Chemicals on Fruit & Veg

We show you how to avoid chemical pesticides


They say “an apple a day keeps the doctor away,” but what if that apple has been sprayed with a cocktail of chemical pesticides?

Today, mass farming has resulted in the food industry looking to chemicals to protect produce, improve yields, and keep foods for longer. While this is great for business, it means that many of the foods we’re eating are laden with artificial chemicals and nobody really understands how harmful these are to human health. In an attempt to eat clean, you can buy organic produce but even then there are still a number of chemicals that can be used in organic food production.

About the Research:
  • Initial testing limitations: Many of the pesticides and chemicals used in food production were cleared as safe by organisations like the European Food Safety Authority (EFSA). But these studies were limited to individual chemicals. We don’t know if it’s safe when different chemicals interact with each other after we ingest them.
  • Long term impact is unknown: The studies struggle to view and account for long-term results, meaning that the long-term impact of ingesting these chemicals is still unknown.
  • New research suggests risks: In July 2018, the American Academy of Pediatrics (AAP) said there is mounting evidence that health issues, including obesity and hormone disruption, are linked to commonly-used chemicals found in everything from plastic wrap to metal cans and food additives in packaged food.
  • Coating causes problems: Coating used on food to preserve the life of the product are seen to pose risks to health. Wax coatings on fruits and vegetables pass into gut and have shown to cause ill effects. Likewise, SmartFresh, a synthetic quality enhancer containing 1-methylcyclopropene (1-MCP) is commonly applied to produce to allow for longer storage. Fruits which have been treated with 1-MCP do not trigger any labelling regulations, and are allowed on certified organic foods .
  • Organic is cleaner: While it’s definitely not perfect, researchers have found that organic food production has several documented and potential benefits for human health, agriculture, and wildlife.

  • What can we do?

    Grow your own: If you have some outdoor space, or even a window ledge, why not try to grow some of your own fruit and veg?

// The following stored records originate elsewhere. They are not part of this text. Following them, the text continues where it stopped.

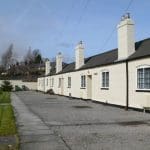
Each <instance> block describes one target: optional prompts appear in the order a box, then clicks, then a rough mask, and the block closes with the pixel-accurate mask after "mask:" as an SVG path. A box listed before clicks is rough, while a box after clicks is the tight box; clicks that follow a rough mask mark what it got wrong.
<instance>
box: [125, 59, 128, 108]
mask: <svg viewBox="0 0 150 150" xmlns="http://www.w3.org/2000/svg"><path fill="white" fill-rule="evenodd" d="M128 107H129V69H128V61H126V106H125V110H128Z"/></svg>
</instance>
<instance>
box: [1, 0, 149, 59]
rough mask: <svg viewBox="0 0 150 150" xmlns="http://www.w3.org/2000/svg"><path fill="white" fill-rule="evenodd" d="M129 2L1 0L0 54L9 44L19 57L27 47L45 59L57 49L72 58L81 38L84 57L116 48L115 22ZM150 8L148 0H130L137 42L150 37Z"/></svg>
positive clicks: (51, 56) (97, 0) (73, 0)
mask: <svg viewBox="0 0 150 150" xmlns="http://www.w3.org/2000/svg"><path fill="white" fill-rule="evenodd" d="M130 2H131V0H0V55H1V54H2V52H4V51H5V50H6V49H7V48H8V46H9V45H10V44H11V43H13V44H14V49H15V50H16V51H17V53H18V57H21V56H22V55H23V54H24V53H25V52H26V51H27V49H28V47H29V46H31V48H32V49H36V48H38V49H40V50H41V52H42V54H43V56H44V57H48V58H51V57H55V55H56V54H57V52H59V51H61V52H62V53H63V54H64V55H66V56H69V57H74V47H75V46H76V44H77V43H78V42H79V41H80V40H83V42H84V44H85V55H86V56H91V55H94V54H97V53H101V52H103V51H107V50H110V49H113V48H116V47H117V30H116V25H117V24H118V23H119V21H120V18H121V16H122V15H123V14H124V12H125V10H126V9H127V7H128V5H129V3H130ZM149 9H150V1H149V0H133V2H132V4H131V5H130V7H129V9H128V11H129V12H130V13H131V16H132V18H133V20H134V22H135V27H136V36H135V37H136V41H138V40H141V39H145V38H148V37H150V17H149V16H150V11H149ZM112 31H114V32H112ZM111 33H113V34H111ZM110 35H112V36H110ZM108 39H109V40H108ZM106 41H107V42H106Z"/></svg>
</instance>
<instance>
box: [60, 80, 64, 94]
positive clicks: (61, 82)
mask: <svg viewBox="0 0 150 150" xmlns="http://www.w3.org/2000/svg"><path fill="white" fill-rule="evenodd" d="M61 95H64V78H61Z"/></svg>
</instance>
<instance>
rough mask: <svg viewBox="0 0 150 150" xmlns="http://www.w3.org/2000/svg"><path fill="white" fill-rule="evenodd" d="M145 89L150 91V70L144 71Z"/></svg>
mask: <svg viewBox="0 0 150 150" xmlns="http://www.w3.org/2000/svg"><path fill="white" fill-rule="evenodd" d="M144 88H145V89H150V68H145V70H144Z"/></svg>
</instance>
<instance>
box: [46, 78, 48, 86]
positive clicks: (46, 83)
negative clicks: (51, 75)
mask: <svg viewBox="0 0 150 150" xmlns="http://www.w3.org/2000/svg"><path fill="white" fill-rule="evenodd" d="M46 86H48V78H46Z"/></svg>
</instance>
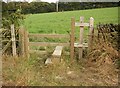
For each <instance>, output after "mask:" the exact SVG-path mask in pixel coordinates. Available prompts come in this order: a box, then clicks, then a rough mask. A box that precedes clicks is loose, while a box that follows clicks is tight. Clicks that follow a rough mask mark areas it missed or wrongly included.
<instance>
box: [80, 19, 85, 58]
mask: <svg viewBox="0 0 120 88" xmlns="http://www.w3.org/2000/svg"><path fill="white" fill-rule="evenodd" d="M80 23H84V17H80ZM83 32H84V26H80V38H79V44H80V45H81V44H83ZM82 55H83V47H80V48H79V59H81V58H82Z"/></svg>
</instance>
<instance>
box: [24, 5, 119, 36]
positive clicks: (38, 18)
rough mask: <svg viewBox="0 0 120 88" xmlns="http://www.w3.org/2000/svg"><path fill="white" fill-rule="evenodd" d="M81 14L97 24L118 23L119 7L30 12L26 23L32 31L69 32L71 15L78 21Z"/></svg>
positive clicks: (46, 31)
mask: <svg viewBox="0 0 120 88" xmlns="http://www.w3.org/2000/svg"><path fill="white" fill-rule="evenodd" d="M80 16H84V17H85V22H89V18H90V17H93V18H94V20H95V25H96V24H98V23H99V22H101V23H117V22H118V8H117V7H114V8H101V9H92V10H78V11H65V12H58V13H56V12H53V13H42V14H30V15H27V16H26V19H25V24H24V25H25V27H26V29H27V30H29V32H31V33H59V34H67V31H69V30H70V22H71V17H75V19H76V21H79V17H80Z"/></svg>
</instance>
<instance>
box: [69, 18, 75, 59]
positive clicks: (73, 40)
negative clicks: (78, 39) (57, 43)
mask: <svg viewBox="0 0 120 88" xmlns="http://www.w3.org/2000/svg"><path fill="white" fill-rule="evenodd" d="M74 41H75V18H71V34H70V58H71V60H72V59H73V58H74Z"/></svg>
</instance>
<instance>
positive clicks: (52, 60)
mask: <svg viewBox="0 0 120 88" xmlns="http://www.w3.org/2000/svg"><path fill="white" fill-rule="evenodd" d="M62 50H63V46H56V48H55V50H54V52H53V54H52V59H51V60H52V62H53V63H55V64H56V63H59V62H60V61H61V60H60V58H61V55H62Z"/></svg>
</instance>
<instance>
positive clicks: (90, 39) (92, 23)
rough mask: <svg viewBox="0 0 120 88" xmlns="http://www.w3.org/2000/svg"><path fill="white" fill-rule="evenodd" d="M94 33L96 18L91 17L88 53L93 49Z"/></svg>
mask: <svg viewBox="0 0 120 88" xmlns="http://www.w3.org/2000/svg"><path fill="white" fill-rule="evenodd" d="M93 33H94V18H93V17H90V29H89V41H88V49H89V50H88V51H89V52H90V51H91V49H92V43H93Z"/></svg>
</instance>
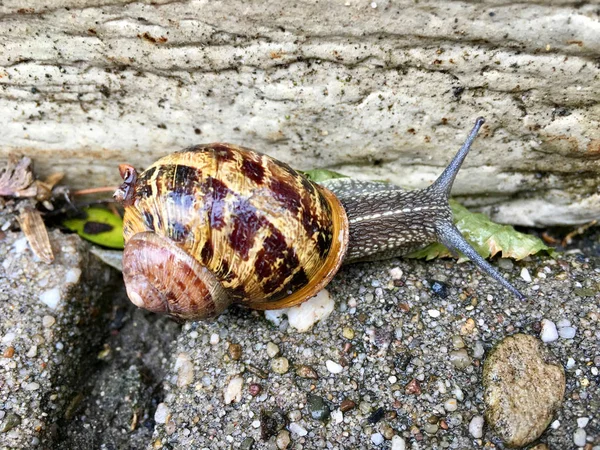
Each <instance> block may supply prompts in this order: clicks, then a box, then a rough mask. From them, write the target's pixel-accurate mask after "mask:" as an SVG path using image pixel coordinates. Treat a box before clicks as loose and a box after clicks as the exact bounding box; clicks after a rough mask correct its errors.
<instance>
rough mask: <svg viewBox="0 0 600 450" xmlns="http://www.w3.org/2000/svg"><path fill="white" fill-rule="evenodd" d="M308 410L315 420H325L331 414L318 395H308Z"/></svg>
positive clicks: (330, 412)
mask: <svg viewBox="0 0 600 450" xmlns="http://www.w3.org/2000/svg"><path fill="white" fill-rule="evenodd" d="M307 404H308V410H309V411H310V415H311V417H312V418H313V419H315V420H327V419H328V418H329V416H330V414H331V411H330V409H329V406H327V403H325V400H323V398H322V397H319V396H318V395H312V394H309V395H308V401H307Z"/></svg>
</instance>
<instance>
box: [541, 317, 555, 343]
mask: <svg viewBox="0 0 600 450" xmlns="http://www.w3.org/2000/svg"><path fill="white" fill-rule="evenodd" d="M540 339H541V340H542V341H543V342H554V341H555V340H557V339H558V331H557V330H556V325H554V322H552V321H550V320H548V319H542V331H541V332H540Z"/></svg>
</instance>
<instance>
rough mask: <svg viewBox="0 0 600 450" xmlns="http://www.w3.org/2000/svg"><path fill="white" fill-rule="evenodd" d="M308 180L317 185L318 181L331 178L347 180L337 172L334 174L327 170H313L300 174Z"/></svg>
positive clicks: (313, 169)
mask: <svg viewBox="0 0 600 450" xmlns="http://www.w3.org/2000/svg"><path fill="white" fill-rule="evenodd" d="M302 173H303V174H304V175H305V176H306V177H307V178H308V179H309V180H311V181H314V182H315V183H318V182H320V181H325V180H331V179H333V178H348V177H347V176H346V175H343V174H341V173H338V172H334V171H333V170H327V169H313V170H305V171H303V172H302Z"/></svg>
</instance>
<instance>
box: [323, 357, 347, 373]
mask: <svg viewBox="0 0 600 450" xmlns="http://www.w3.org/2000/svg"><path fill="white" fill-rule="evenodd" d="M325 365H326V366H327V370H329V372H331V373H342V370H344V368H343V367H342V366H340V365H339V364H338V363H336V362H334V361H332V360H330V359H328V360H327V361H325Z"/></svg>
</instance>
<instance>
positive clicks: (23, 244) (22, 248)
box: [13, 237, 27, 253]
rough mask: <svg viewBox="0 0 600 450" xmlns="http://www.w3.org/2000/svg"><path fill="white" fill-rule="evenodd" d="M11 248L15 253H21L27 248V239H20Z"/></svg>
mask: <svg viewBox="0 0 600 450" xmlns="http://www.w3.org/2000/svg"><path fill="white" fill-rule="evenodd" d="M13 247H14V248H15V253H23V252H24V251H25V249H26V248H27V238H26V237H22V238H21V239H17V240H16V241H15V243H14V244H13Z"/></svg>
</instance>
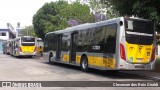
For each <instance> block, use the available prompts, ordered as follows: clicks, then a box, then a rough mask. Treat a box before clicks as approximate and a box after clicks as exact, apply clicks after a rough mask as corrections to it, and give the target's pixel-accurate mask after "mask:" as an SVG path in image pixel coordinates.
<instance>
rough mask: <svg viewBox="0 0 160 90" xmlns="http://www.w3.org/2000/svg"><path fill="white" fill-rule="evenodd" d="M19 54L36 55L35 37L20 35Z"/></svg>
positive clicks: (29, 55) (27, 55) (33, 55)
mask: <svg viewBox="0 0 160 90" xmlns="http://www.w3.org/2000/svg"><path fill="white" fill-rule="evenodd" d="M20 55H23V56H34V55H36V46H35V37H21V46H20Z"/></svg>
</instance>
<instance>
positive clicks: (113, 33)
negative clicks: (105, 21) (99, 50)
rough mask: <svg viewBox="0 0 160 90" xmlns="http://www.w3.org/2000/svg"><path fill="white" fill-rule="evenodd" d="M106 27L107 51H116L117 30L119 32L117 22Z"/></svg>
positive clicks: (105, 52)
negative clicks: (118, 30)
mask: <svg viewBox="0 0 160 90" xmlns="http://www.w3.org/2000/svg"><path fill="white" fill-rule="evenodd" d="M105 29H106V35H105V36H106V39H105V42H106V43H105V47H106V48H104V52H105V53H113V54H114V53H115V49H116V32H117V24H111V25H107V26H105Z"/></svg>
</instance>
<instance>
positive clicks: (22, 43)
mask: <svg viewBox="0 0 160 90" xmlns="http://www.w3.org/2000/svg"><path fill="white" fill-rule="evenodd" d="M21 40H22V46H34V45H35V38H31V37H22V38H21Z"/></svg>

Potatoes and tomatoes are pretty easy, and everything tastes better when you grow it yourself.

    Buy local/seasonal: If possible, visit your local farmer’s market to buy seasonal, local produce that is naturally ripe and won’t have commercial coatings like SmartFresh or wax.

    Buy organic: Stricter production rules mean that organic food is far cleaner than non-organic, so the risks from ingesting harmful chemicals is lessened.

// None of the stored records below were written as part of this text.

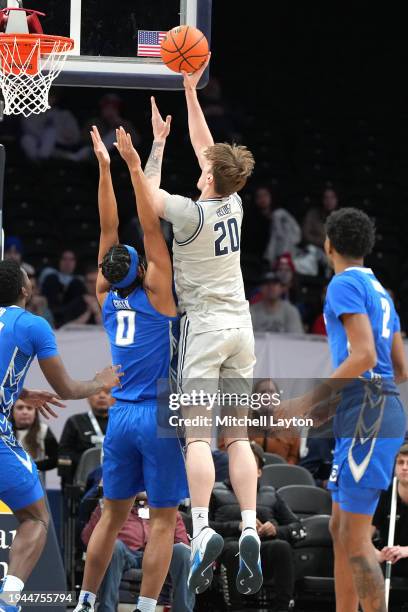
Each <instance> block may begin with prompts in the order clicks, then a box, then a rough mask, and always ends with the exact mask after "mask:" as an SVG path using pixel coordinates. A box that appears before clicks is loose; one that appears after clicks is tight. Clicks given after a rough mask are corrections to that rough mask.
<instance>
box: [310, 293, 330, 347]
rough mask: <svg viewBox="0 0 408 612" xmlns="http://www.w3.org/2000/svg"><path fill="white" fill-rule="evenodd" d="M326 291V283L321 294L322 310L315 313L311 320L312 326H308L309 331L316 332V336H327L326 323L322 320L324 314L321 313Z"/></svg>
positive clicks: (323, 303)
mask: <svg viewBox="0 0 408 612" xmlns="http://www.w3.org/2000/svg"><path fill="white" fill-rule="evenodd" d="M326 291H327V285H325V286H324V287H323V291H322V296H321V299H322V312H321V313H320V314H318V315H317V317H316V318H315V320H314V321H313V323H312V326H311V328H310V333H311V334H316V335H318V336H327V330H326V323H325V321H324V315H323V304H324V300H325V299H326Z"/></svg>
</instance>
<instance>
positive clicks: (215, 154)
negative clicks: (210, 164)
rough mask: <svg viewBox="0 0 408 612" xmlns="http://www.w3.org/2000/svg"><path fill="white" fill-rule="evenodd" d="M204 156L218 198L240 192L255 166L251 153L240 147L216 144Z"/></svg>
mask: <svg viewBox="0 0 408 612" xmlns="http://www.w3.org/2000/svg"><path fill="white" fill-rule="evenodd" d="M204 155H205V158H206V159H207V160H208V161H209V162H210V163H211V165H212V174H213V176H214V189H215V191H216V193H217V194H219V195H220V196H228V195H231V194H232V193H235V192H236V191H240V189H242V188H243V187H244V186H245V184H246V182H247V180H248V177H249V176H251V174H252V171H253V169H254V166H255V160H254V156H253V155H252V153H251V151H248V149H247V148H246V147H244V146H242V145H236V144H232V145H230V144H228V143H226V142H224V143H217V144H215V145H212V146H211V147H208V148H207V149H206V150H205V153H204Z"/></svg>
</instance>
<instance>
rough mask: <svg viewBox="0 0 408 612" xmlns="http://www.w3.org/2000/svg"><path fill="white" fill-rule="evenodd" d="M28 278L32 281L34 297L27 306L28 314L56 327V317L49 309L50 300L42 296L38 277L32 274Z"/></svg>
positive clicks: (26, 309) (31, 295) (53, 326)
mask: <svg viewBox="0 0 408 612" xmlns="http://www.w3.org/2000/svg"><path fill="white" fill-rule="evenodd" d="M28 278H29V279H30V281H31V287H32V295H31V300H30V302H29V303H28V305H27V308H26V310H28V312H32V313H33V314H35V315H37V316H39V317H43V319H45V320H46V321H48V323H49V324H50V325H51V327H55V320H54V315H53V314H52V312H51V310H50V308H49V307H48V300H47V298H46V297H45V296H43V295H41V293H40V288H39V285H38V282H37V277H36V276H34V275H31V274H28Z"/></svg>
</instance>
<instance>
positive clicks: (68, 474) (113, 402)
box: [58, 391, 115, 483]
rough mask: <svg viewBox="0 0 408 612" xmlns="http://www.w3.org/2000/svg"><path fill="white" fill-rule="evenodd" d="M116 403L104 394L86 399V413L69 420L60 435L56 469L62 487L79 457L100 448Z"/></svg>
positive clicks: (97, 394) (71, 474) (75, 466)
mask: <svg viewBox="0 0 408 612" xmlns="http://www.w3.org/2000/svg"><path fill="white" fill-rule="evenodd" d="M114 402H115V400H114V399H113V398H112V396H111V394H110V393H108V392H107V391H100V392H99V393H96V394H95V395H91V397H89V398H88V403H89V406H90V408H89V410H88V412H81V413H80V414H74V415H73V416H71V417H69V419H68V420H67V421H66V423H65V425H64V429H63V431H62V435H61V440H60V446H59V454H58V465H59V466H60V473H61V476H62V478H63V481H64V482H65V483H68V482H72V478H73V477H74V475H75V470H76V468H77V467H78V463H79V460H80V458H81V455H82V454H83V453H84V452H85V451H86V450H88V448H94V447H101V446H102V443H103V439H104V436H105V433H106V428H107V426H108V410H109V408H110V407H111V406H112V405H113V404H114Z"/></svg>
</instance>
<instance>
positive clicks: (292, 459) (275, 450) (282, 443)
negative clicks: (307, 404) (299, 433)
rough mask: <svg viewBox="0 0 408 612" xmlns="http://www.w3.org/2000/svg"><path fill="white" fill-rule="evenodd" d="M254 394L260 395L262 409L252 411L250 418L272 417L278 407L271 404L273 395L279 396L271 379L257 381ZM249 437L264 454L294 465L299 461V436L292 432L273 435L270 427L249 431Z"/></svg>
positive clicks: (276, 390)
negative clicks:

    Always wash food: Organic isn’t completely chemical-free, so no matter whether the food is organic or not, always wash before you eat. Water alone isn’t enough, so use a food wash.

    Some of our favourite tools to reduce our intake of chemicals:
  • A DIY food wash: Mix apple cider vinegar and salt together. You can soak your fruits and veg and add the wash to the water, or make up the wash in a spray bottle and spritz it on directly.
  • A food wash you can buy: Our favourite is Bentley Organic Salad Fruit and Veg Wash.